When I arrived at my office and opened my email, there was a Stop Work Order from the Department of Health and Human Services for an National Institutes of Health project in my lab focused on ALS (Lou Gehrig’s Disease). The goal of this research is to develop an ultrasensitive diagnostic test for ALS that detects biomarkers present in the blood at the earliest stages of the disease. The test also has the potential to be used to discover drugs that can effectively treat the disease.
I sat at my desk looking at my screen in disbelief. Is working to diagnose ALS controversial? Is there something politically objectionable about this research project? There was no warning, no “wrap things up in the next few weeks.” Just: “stop work.”
When I came out of my daze, I promptly emailed my three lab members working on the project (an MD-PhD fellow, a postdoctoral fellow, and a research assistant) to tell them they had to stop their research immediately. They could not incur any additional expenses to the lab, because the University would not be reimbursed. They had worked on this project for 10 months, had made substantial progress, and now their time and efforts would be wasted.
I immediately reassigned them to other projects in my lab where we have sufficient funding (at least for now), so they could remain employed. These research projects span the gamut — Alzheimer’s, Parkinson’s, ALS, breast, ovarian and pancreatic cancers, HIV, TB, Long Covid-19. Our goal is to detect these diseases earlier, when treatment is more likely to succeed and lives can still be saved. This research isn’t political. We are trying to benefit humankind.
Shortly thereafter, the emails started to flood my inbox from members of the media requesting interviews — CNN, NBC, CBS, Bloomberg, The New York Times, The Washington Post, you get the picture. I spent nearly my entire Tuesday and Wednesday speaking with major news outlets around the world.
My message in all these interviews is simple: Cancelling research projects at Harvard and other institutions across the U.S. will delay new drugs and therapies for debilitating diseases that affect vast swaths of the U.S. and global population — cardiovascular disease, cancers of all types, neurodegenerative diseases, infectious diseases and more. And delaying these lifesaving discoveries will result in unnecessary patient suffering and unnecessary deaths.
This isn’t just a blow to public health. It’s a blow to our economy. By canceling these projects, the federal government is compromising our nation’s future by eliminating science and engineering jobs, discouraging young people from entering STEM fields, and bankrupting the innovation ecosystem that has powered our economy for decades.
Near the end of World War II, Vannevar Bush published “Science, the Endless Frontier,” making the case for science as the foundation of a vibrant economy.

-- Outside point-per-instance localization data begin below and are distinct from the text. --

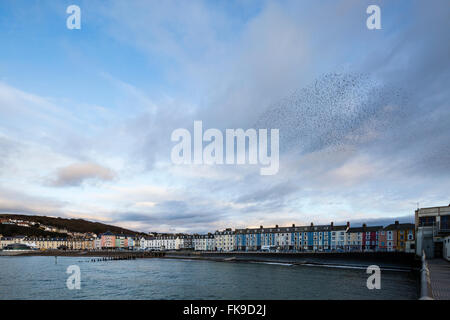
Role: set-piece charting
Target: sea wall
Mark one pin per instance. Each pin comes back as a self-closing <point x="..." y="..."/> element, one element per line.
<point x="362" y="259"/>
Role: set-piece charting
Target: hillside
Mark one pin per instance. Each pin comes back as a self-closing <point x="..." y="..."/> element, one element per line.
<point x="12" y="231"/>
<point x="71" y="225"/>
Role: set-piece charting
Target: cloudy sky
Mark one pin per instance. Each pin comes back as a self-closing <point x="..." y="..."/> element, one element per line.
<point x="86" y="115"/>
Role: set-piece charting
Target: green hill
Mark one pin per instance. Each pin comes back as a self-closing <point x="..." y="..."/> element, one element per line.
<point x="72" y="225"/>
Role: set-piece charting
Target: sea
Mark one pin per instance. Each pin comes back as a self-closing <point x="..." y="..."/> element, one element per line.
<point x="50" y="278"/>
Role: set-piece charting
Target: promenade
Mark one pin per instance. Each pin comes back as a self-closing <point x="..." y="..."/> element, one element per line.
<point x="440" y="278"/>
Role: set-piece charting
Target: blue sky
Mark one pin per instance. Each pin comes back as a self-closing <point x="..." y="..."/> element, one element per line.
<point x="86" y="115"/>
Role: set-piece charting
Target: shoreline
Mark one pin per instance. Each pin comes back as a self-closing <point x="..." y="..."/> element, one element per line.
<point x="356" y="260"/>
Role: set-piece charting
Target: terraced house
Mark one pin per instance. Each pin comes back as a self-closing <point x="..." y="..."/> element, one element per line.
<point x="225" y="240"/>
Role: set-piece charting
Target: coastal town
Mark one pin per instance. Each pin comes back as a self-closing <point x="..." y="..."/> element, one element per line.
<point x="430" y="233"/>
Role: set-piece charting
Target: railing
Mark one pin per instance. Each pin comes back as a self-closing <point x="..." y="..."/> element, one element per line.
<point x="425" y="282"/>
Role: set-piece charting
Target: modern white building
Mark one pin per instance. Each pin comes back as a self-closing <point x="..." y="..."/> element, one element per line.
<point x="432" y="227"/>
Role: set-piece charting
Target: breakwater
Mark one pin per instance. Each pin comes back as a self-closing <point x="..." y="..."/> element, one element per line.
<point x="391" y="260"/>
<point x="111" y="254"/>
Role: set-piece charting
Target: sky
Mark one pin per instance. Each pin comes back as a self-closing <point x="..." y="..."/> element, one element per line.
<point x="86" y="116"/>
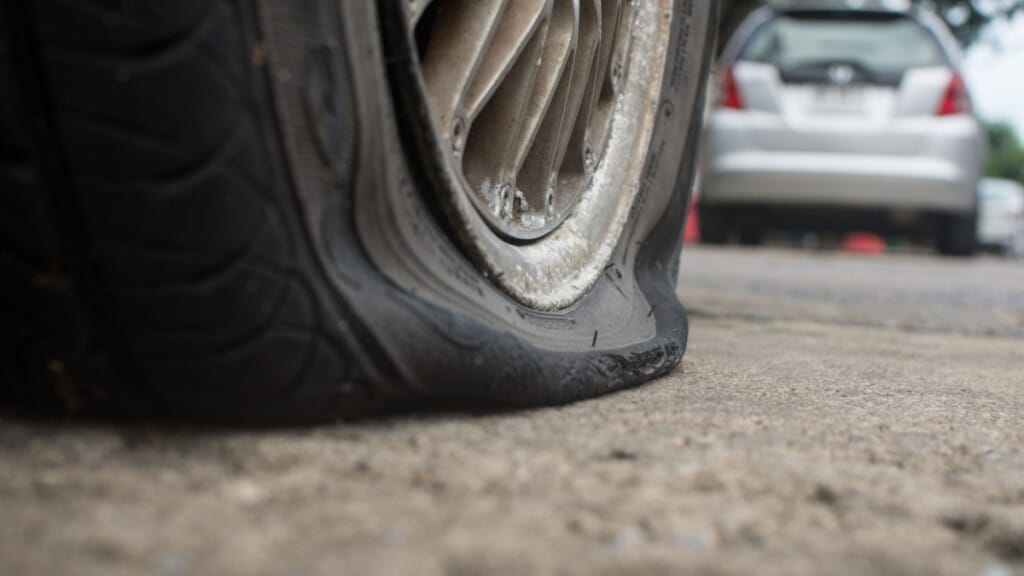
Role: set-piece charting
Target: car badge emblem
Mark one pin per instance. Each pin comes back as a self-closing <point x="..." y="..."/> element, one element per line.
<point x="841" y="75"/>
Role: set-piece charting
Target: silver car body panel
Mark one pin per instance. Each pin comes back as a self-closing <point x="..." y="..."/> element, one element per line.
<point x="864" y="146"/>
<point x="1000" y="215"/>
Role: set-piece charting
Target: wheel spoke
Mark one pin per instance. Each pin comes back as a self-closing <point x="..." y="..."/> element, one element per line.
<point x="517" y="28"/>
<point x="487" y="162"/>
<point x="592" y="126"/>
<point x="522" y="93"/>
<point x="462" y="33"/>
<point x="415" y="9"/>
<point x="532" y="152"/>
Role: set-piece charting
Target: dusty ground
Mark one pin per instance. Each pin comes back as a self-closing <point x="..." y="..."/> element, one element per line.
<point x="830" y="422"/>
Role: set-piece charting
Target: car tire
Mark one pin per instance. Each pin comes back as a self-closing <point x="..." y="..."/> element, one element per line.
<point x="218" y="210"/>
<point x="957" y="236"/>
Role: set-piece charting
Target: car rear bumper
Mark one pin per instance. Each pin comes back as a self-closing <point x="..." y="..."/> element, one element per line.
<point x="923" y="183"/>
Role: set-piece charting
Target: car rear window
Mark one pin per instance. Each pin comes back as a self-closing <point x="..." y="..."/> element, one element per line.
<point x="883" y="45"/>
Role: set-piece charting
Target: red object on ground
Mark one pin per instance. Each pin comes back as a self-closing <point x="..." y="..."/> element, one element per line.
<point x="692" y="234"/>
<point x="863" y="243"/>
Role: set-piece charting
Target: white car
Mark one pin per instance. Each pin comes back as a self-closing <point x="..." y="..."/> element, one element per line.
<point x="1000" y="216"/>
<point x="843" y="119"/>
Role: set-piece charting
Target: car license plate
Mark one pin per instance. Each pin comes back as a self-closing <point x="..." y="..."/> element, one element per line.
<point x="840" y="98"/>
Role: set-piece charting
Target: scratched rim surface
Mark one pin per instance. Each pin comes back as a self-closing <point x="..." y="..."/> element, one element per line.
<point x="543" y="111"/>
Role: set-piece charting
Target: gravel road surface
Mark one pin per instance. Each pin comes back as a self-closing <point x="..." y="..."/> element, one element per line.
<point x="834" y="414"/>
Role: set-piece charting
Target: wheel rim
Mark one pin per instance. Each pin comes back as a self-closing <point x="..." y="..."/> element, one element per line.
<point x="543" y="112"/>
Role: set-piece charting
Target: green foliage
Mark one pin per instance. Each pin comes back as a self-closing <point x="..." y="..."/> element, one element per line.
<point x="1006" y="155"/>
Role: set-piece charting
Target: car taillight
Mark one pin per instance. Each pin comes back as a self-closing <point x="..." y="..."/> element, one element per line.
<point x="955" y="99"/>
<point x="730" y="96"/>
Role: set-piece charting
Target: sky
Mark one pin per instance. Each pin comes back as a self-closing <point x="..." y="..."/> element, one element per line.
<point x="994" y="72"/>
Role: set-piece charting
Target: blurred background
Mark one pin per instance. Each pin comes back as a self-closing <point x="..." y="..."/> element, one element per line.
<point x="866" y="125"/>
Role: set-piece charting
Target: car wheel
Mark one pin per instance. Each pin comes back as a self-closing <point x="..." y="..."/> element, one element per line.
<point x="957" y="235"/>
<point x="275" y="211"/>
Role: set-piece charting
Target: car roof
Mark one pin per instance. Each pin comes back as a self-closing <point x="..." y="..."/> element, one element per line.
<point x="866" y="8"/>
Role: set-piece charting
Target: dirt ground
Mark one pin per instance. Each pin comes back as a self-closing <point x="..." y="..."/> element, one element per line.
<point x="791" y="441"/>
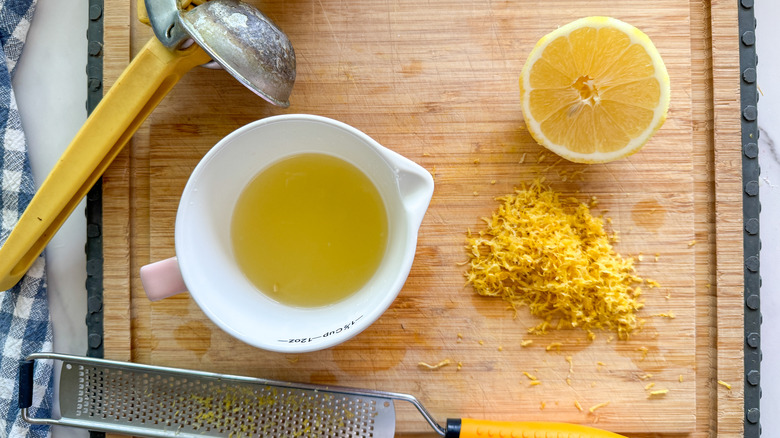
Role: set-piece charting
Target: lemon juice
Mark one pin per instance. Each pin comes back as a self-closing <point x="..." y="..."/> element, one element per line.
<point x="310" y="230"/>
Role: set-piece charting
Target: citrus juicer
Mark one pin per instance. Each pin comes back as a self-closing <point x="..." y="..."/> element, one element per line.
<point x="235" y="35"/>
<point x="154" y="401"/>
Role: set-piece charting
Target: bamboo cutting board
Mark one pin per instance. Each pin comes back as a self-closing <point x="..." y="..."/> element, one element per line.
<point x="437" y="82"/>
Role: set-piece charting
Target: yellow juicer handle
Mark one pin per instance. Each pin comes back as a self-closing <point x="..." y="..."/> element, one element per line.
<point x="143" y="84"/>
<point x="531" y="429"/>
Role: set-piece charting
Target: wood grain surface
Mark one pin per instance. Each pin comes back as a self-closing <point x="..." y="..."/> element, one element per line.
<point x="438" y="83"/>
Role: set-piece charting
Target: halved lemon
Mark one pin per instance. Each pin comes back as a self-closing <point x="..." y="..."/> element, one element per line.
<point x="594" y="90"/>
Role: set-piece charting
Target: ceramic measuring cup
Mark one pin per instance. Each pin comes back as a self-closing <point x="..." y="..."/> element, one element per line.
<point x="205" y="264"/>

It led to a new social contract: The Federal government would fund research, and universities would serve as engines of discovery that would benefit society.
This roadmap for how universities would drive the U.S. research enterprise has not only led to our country being the leader in healthcare innovation with new drugs, diagnostic tests, gene therapies, and surgical procedures, it has also spurred breakthroughs in mobile phones, smart watches, AI, agriculture, the auto industry — the list goes on and on and on.

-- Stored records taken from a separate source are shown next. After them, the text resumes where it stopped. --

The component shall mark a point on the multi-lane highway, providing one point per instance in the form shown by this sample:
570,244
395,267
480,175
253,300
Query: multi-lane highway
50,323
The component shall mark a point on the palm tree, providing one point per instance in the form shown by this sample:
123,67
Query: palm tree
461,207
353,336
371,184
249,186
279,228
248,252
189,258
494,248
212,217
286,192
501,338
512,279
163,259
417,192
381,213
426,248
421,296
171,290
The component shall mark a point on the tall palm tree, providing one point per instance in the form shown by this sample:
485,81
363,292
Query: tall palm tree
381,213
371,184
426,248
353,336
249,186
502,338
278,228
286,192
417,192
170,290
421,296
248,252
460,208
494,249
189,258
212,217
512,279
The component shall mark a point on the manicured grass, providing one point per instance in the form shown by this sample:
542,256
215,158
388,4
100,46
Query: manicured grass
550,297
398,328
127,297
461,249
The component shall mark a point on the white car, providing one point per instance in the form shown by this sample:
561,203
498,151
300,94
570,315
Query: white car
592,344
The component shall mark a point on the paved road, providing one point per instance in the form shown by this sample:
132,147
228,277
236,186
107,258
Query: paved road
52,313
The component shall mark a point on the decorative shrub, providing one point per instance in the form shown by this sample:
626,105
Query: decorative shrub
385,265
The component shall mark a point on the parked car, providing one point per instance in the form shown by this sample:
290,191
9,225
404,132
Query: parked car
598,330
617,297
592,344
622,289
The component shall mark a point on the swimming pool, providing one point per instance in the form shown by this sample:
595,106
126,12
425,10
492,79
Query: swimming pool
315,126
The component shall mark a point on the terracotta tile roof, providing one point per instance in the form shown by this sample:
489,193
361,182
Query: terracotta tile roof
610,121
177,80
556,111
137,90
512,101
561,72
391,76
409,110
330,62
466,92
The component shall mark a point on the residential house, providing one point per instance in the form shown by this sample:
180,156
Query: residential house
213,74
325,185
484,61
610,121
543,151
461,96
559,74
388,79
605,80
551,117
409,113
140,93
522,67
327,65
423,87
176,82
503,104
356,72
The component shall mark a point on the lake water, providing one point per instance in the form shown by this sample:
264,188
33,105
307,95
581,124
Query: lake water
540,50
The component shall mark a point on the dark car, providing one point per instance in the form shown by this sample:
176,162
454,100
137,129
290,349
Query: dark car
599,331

The progress that took 75 years to build since this social contract was established is being torn down in a matter of months by decision makers in Washington who cannot seem to grasp the destructive implications of their actions.

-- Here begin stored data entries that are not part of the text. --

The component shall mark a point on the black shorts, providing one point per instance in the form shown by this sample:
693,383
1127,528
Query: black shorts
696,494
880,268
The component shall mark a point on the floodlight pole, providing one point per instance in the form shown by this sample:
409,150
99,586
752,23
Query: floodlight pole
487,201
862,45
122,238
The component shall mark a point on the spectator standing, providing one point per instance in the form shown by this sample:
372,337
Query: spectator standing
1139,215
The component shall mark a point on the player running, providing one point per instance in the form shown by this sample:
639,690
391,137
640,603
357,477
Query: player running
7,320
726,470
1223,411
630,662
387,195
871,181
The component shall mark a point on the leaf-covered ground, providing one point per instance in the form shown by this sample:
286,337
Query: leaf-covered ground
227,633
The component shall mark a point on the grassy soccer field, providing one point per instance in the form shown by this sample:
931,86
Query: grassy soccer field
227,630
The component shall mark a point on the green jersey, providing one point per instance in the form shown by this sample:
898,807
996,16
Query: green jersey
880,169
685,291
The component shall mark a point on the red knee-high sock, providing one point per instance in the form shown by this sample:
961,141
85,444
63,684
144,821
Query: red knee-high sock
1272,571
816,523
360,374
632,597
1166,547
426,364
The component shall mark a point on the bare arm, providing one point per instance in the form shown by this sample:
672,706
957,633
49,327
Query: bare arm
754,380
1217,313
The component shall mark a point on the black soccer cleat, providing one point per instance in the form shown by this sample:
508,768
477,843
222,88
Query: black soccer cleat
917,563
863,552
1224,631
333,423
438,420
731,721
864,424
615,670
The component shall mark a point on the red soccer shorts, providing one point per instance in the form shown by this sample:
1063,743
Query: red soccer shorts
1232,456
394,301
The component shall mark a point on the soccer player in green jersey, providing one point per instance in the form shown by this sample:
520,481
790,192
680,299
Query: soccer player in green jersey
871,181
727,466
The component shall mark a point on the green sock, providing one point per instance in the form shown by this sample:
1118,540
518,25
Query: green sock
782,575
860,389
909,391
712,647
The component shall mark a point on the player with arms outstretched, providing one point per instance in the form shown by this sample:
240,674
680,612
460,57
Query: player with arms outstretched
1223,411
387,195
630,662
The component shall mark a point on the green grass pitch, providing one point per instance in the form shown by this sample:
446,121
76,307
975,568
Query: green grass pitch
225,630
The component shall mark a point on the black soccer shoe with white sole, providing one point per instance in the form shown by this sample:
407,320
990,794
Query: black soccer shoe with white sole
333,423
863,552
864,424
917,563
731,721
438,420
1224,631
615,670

Let’s hope that there is a quick resolution to the present situation, so that politics do not intrude in our ability to carry out the important, life-saving work that many researchers like me have made our life’s mission.
We need swift action from Washington — not just to resume our research, but to preserve the very system that has fueled America’s scientific and economic leadership for generations.
David R. Walt is the Hansjörg Wyss Professor of Biologically Inspired Engineering at Harvard Medical School, a professor of pathology at Brigham and Women’s Hospital, and a Core Faculty Member at the Wyss Institute.